An English professor at Wellesley College since 1989, Meyer teaches courses in nineteenth-century British literature, early twentieth-century American literature, and creative writing, particularly writing for children. As a literary critic, Meyer focuses on Victorian and American literature, with a particular interest in the relationship between literature and history, as well as the intersections between race and gender. Her book, Imperialism at Home: Race and Victorian Women’s Fiction, examines how race relations are used as a metaphor for the relationships between men and women in the fiction of Charlotte Brontë, Emily Brontë, and George Eliot.

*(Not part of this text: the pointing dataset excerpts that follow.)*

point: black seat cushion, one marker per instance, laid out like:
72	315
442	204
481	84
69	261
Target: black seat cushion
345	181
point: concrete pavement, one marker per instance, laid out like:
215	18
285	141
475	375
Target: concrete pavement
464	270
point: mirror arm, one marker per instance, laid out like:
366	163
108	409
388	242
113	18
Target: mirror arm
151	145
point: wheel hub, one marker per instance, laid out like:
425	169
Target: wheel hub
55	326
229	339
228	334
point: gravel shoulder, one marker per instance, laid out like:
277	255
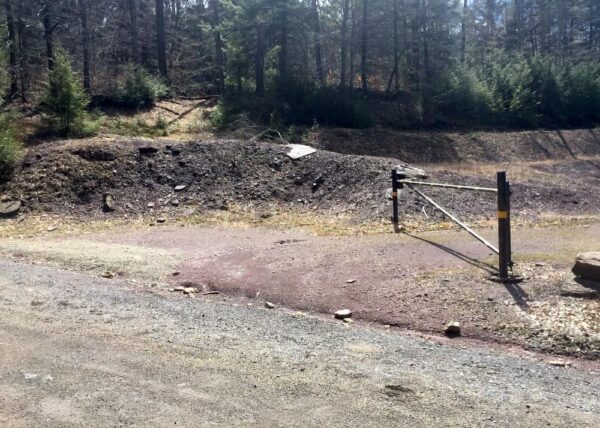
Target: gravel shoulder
84	351
417	281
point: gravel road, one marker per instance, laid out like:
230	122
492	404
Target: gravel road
84	351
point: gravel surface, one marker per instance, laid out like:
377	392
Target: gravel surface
84	351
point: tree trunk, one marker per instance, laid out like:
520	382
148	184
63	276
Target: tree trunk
463	41
133	30
363	50
283	52
259	63
344	43
161	43
216	22
23	69
85	41
48	30
12	50
317	30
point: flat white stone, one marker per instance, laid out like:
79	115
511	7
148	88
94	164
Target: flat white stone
299	151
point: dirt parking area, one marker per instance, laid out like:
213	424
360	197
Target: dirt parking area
417	281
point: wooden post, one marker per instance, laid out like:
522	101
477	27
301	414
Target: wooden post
504	245
395	218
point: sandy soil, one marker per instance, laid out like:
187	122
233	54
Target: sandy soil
416	281
84	351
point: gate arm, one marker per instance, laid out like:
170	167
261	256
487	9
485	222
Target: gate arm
455	220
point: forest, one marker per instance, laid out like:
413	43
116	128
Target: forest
502	64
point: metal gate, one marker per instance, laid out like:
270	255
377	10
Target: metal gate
504	250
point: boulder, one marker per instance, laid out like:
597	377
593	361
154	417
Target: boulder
9	208
108	203
587	266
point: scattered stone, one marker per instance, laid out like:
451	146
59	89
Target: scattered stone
452	329
587	265
147	150
343	314
9	208
95	154
299	151
579	287
108	203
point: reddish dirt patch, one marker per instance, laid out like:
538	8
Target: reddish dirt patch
414	282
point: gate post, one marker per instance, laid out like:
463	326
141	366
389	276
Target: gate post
504	245
395	218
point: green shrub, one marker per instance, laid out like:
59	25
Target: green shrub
581	94
64	106
10	149
137	88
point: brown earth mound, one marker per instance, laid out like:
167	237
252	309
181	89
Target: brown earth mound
442	147
74	177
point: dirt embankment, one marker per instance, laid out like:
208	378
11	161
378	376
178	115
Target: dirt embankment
440	147
143	177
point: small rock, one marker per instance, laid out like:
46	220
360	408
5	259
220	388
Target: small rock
108	203
452	329
147	150
9	208
587	266
343	314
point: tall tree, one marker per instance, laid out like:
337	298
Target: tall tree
49	27
216	22
12	50
363	44
161	43
85	44
317	41
344	42
134	32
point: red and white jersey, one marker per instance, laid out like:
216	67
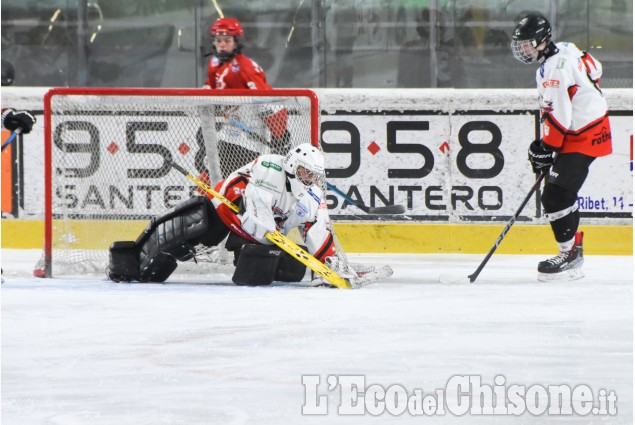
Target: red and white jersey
308	213
573	109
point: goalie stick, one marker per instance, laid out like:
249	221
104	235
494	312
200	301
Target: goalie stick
447	278
388	209
276	237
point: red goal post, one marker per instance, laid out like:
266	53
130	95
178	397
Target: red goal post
105	163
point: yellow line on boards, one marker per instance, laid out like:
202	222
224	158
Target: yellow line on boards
391	238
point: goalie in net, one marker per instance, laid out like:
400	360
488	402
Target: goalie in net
274	192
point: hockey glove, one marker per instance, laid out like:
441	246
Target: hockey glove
12	120
257	220
540	156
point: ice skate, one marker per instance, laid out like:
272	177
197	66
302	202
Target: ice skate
564	266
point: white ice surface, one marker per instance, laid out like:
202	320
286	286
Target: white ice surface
89	351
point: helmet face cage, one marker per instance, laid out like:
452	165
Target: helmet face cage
308	177
227	26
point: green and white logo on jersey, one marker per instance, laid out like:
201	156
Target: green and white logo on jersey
271	165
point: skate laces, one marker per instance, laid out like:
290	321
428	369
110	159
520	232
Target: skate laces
559	259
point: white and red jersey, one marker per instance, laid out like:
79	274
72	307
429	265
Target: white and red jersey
308	213
573	109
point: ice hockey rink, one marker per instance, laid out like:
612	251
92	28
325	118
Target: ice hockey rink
203	351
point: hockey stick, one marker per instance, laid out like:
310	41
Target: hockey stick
12	137
388	209
445	278
276	237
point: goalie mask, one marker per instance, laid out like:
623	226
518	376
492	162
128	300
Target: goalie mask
529	34
304	165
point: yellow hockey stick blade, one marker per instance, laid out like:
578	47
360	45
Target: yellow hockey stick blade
277	238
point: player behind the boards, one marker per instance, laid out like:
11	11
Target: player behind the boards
274	192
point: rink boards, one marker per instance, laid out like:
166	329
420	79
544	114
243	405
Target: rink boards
456	159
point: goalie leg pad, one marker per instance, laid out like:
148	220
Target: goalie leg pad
262	264
171	237
123	264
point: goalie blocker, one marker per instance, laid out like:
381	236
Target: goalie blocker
172	237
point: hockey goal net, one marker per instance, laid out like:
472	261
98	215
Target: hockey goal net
107	154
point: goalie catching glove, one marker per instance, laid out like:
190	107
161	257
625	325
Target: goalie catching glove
12	120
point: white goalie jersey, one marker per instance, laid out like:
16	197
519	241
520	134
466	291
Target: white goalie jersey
574	111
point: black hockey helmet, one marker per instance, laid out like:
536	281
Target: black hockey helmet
532	30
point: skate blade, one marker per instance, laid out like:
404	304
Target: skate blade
567	275
450	279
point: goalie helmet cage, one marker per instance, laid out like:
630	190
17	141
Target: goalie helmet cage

About Skating with the Statue of Liberty, from Penguin Random House:
It is January 1942, and Gustave, a twelve-year-old Jewish boy, has made it to America at last. After escaping with his family from Nazi-occupied France, after traveling through Spain and Portugal and across the Atlantic Ocean, he no longer has to worry about being captured by the Germans. But life is not easy in America, either. Gustave feels out of place in New York. His clothes are all wrong, he can barely speak English, and he is worried about his best friend, Marcel, also Jewish, who is in grave danger back in France. Then there is September Rose, an African American and the most interesting girl in school, who for some reason doesn’t seem to want to be friends with him. Gustave is starting to notice that not everyone in America is treated equally, and his new country isn’t everything he’d expected. But he isn’t giving up.